The name Tavendale can be traced back to Scotland though it certainly doesn't sound Scottish!
It has no coat of arms and no clan affiliations. Until the 1800s the name appears almost exclusively in the North East of Scotland. Specifically, Aberdeenshire, Angus, Kincardineshire and Fife. The largest concentrations of the surname are in Angus and Kincardineshire.
Surprisingly it was very common, relatively speaking, in the North East of Scotland. It can be found it in the novels of Lewis Grassic Gibbon who wrote about this area. (Grey Granite, Sunset Song etc.) Several of his classmates, in the small country school he attended, were Tavendales. There are well over 1000 Tavendales recorded.
The earliest records we have access to, mainly the OPR, starts around 1550 but the time varies from parish to parish and, of course, many records are incomplete with years missing or destroyed.
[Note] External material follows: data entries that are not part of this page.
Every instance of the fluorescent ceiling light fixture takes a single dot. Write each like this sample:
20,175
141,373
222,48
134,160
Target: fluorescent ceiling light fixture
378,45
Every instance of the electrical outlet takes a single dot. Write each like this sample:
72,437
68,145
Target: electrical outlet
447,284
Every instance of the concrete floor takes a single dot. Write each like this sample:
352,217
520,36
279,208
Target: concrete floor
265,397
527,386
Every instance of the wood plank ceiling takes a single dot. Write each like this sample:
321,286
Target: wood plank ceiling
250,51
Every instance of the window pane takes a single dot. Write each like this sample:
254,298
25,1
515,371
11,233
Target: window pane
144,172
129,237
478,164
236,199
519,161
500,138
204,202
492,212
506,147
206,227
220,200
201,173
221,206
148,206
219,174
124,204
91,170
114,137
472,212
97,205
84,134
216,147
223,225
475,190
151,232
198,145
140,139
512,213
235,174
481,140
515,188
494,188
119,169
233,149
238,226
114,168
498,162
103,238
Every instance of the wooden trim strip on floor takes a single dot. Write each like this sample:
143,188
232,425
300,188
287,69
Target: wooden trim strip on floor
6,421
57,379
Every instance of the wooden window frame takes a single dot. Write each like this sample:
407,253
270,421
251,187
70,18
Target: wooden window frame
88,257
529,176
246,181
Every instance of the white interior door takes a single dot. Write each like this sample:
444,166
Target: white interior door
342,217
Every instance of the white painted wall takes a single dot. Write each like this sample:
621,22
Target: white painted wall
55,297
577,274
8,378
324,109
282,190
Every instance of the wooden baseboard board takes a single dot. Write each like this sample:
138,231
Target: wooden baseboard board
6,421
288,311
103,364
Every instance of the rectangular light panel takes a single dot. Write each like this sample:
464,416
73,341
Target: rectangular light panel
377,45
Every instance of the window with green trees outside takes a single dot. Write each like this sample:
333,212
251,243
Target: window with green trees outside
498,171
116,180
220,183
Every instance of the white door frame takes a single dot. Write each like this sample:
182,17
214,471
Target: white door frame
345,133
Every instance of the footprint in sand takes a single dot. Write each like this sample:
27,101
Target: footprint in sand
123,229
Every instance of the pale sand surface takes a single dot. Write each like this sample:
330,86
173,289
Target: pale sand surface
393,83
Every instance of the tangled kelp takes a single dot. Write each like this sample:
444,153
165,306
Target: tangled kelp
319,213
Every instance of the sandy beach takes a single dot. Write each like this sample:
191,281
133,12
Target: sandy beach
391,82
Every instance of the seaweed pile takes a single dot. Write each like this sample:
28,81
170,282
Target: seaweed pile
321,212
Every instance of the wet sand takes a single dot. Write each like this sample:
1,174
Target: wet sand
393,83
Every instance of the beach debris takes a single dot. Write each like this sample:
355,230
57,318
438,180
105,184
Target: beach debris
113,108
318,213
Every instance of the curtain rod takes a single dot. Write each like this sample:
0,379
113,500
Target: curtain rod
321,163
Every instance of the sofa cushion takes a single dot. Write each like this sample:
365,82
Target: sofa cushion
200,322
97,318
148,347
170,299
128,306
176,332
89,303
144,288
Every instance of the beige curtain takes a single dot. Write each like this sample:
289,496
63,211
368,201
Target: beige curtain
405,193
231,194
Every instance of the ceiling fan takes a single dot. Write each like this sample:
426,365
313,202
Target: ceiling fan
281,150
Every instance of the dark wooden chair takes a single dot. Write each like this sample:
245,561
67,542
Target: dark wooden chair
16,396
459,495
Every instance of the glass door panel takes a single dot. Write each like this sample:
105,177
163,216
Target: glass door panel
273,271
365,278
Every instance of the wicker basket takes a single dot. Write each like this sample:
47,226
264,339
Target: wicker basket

The year 1597 gives us our first Tavendale or Tevidale. This was David who lived in Brechin which is in the north of Angus near the border with Kincardineshire. The first one in Kincardineshire is David Tevidaile who appears in 1617 in Kinneff. Kinneff is on the Kincardineshire coast a few miles south of the county town of Stonehaven. Approximately 30 miles from Brechin.
The name appears as Tavendell in Aberdeenshire, about 50 miles further north, in 1628 with Margaret.
Where did the name come from?
It isn't listed as a Scottish surname although clearly it has been in the North East of Scotland since, at least, the 1600s.
It's origin is still unclear at this point. Both Aberdeen on the coast of Aberdeenshire and Montrose on the Angus coast did a roaring trade with the Continent and Scandanavia in medieval times so it could have come from anywhere.